Legal correspondence appears and positions are asserted rather than explored. Communication becomes strategic and silence becomes tactical.
This is where relationships – commercial and personal – begin to suffer in ways that don’t always repair cleanly, even if the dispute eventually settles. You can still get out from here, but it will no longer be painless.
Heresy
Eventually, the parties stop talking about quite the same dispute. Each side has built its own internal version of events, reinforced by selectively accepted advice and carefully curated evidence. Confidence replaces curiosity as doubt becomes inconvenient.
This is usually where people stop asking themselves the most uncomfortable question of all:
What if we’re wrong about some of this?
From here on, the descent tends to accelerate.
Violence
Not violence in the physical sense (though I have seen it), but in consequence.
Costs escalate and management time drains away. Internal morale dips and if you are not careful external perceptions shift. Opportunity costs accumulate quietly in the background.
Even if someone technically “wins” at this stage, the business itself has already taken a hit – often one that never quite shows up on a balance sheet.
Fraud
At this point, the dispute no longer needs fuel. It runs on inertia. Process begins to matter more than outcome. Each procedural step justifies the next as sdvisors manage exposure rather than direction. Momentum replaces intention.

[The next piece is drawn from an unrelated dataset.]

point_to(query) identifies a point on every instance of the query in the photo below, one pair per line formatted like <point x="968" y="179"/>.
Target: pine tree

Ask most people involved at this stage what a good ending would actually look like, and you’ll often get a pause rather than an answer.
Treachery
Dante’s deepest Hell isn’t fire. It’s ice. Here, outcomes are imposed rather than chosen. Relationships are irreparably damaged. Everyone is disappointed – including the party that technically “wins”.
This is usually the point where someone finally says there is no choice left, without noticing how long ago choice slipped away.

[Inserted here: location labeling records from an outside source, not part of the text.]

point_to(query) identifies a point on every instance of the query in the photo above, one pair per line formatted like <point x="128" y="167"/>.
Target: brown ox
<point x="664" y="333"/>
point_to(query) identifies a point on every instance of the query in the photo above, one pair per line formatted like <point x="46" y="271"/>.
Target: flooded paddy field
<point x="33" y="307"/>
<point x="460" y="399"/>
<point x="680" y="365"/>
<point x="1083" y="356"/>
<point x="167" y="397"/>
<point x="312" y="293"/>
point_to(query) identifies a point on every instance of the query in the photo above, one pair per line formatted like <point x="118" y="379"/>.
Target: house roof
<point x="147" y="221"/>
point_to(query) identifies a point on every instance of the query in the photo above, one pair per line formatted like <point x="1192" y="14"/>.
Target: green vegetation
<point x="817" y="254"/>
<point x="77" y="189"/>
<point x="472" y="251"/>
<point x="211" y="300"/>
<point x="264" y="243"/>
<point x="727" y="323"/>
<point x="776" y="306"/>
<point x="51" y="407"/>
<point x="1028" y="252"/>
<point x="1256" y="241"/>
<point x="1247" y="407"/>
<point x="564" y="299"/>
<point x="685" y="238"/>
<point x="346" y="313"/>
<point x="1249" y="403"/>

What This Has to Do With ADR
One of the persistent misunderstandings about dispute resolution is the idea that it sits at the end of the story. In reality, dispute resolution is about deciding where the story stops.
Mediation works best when there is still flexibility – when parties can still hear risk, imagine alternatives, and retain a sense of control over the outcome. Used properly, it isn’t about concession; it’s about agency.

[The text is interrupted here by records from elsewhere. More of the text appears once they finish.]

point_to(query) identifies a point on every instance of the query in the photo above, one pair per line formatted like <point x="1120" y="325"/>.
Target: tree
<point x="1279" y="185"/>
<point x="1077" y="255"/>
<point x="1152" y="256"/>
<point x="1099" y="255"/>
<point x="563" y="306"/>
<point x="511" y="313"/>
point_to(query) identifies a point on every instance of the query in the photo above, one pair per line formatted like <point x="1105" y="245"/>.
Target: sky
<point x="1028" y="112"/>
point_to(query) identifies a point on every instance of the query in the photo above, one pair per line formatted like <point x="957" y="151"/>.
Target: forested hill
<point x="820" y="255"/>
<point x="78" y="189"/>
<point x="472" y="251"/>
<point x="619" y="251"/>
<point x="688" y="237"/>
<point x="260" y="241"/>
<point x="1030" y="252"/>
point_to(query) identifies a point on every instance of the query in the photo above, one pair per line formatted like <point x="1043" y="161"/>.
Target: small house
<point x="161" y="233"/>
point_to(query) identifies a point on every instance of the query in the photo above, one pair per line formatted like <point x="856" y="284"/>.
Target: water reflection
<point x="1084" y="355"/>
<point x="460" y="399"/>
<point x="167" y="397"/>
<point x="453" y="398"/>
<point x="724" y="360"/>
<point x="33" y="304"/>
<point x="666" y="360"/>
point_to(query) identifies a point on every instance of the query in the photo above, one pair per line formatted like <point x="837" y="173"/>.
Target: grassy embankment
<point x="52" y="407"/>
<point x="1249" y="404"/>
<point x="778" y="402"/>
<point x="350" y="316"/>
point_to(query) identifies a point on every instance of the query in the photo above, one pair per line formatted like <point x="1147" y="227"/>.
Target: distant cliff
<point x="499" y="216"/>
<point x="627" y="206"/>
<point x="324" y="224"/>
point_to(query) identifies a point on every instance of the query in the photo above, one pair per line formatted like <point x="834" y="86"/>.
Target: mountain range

Arbitration tends to come later, when positions are fixed but parties still want expertise, confidentiality, and an end point that isn’t public theatre. What arbitration is not, though, is the bottom of the descent. It is a decision to stop before disputes freeze into something colder and more damaging.
The real failure in dispute management isn’t losing. It’s letting a dispute run on long enough that the ending is no longer something you actively choose.
At that point, the question is no longer legal. It’s about governance, judgment, and timing.
The Last Word
I try to finish each Greggonomics with a quote, and there is really only one line from Dante that belongs here – the warning carved above the gates of Hell itself:
“Abandon all hope, ye who enter here.” Dante Alighieri, Inferno
Dante wasn’t talking about drama or punishment. He was describing what happens when choice disappears.
Most long-running disputes don’t become damaging because anyone is malicious. They become damaging because hope drains away – hope of resolution, of being heard, of getting back to the business of actually running a business.
By the time people feel they have “no choice left”, they are usually much deeper than they realise.
Our job in 2026 is not to lead people through the gates. It’s to notice when they’re approaching them – and help them turn back while they still can. Because the real failure in dispute resolution isn’t conflict. It’s surrendering agency without noticing you’ve done so.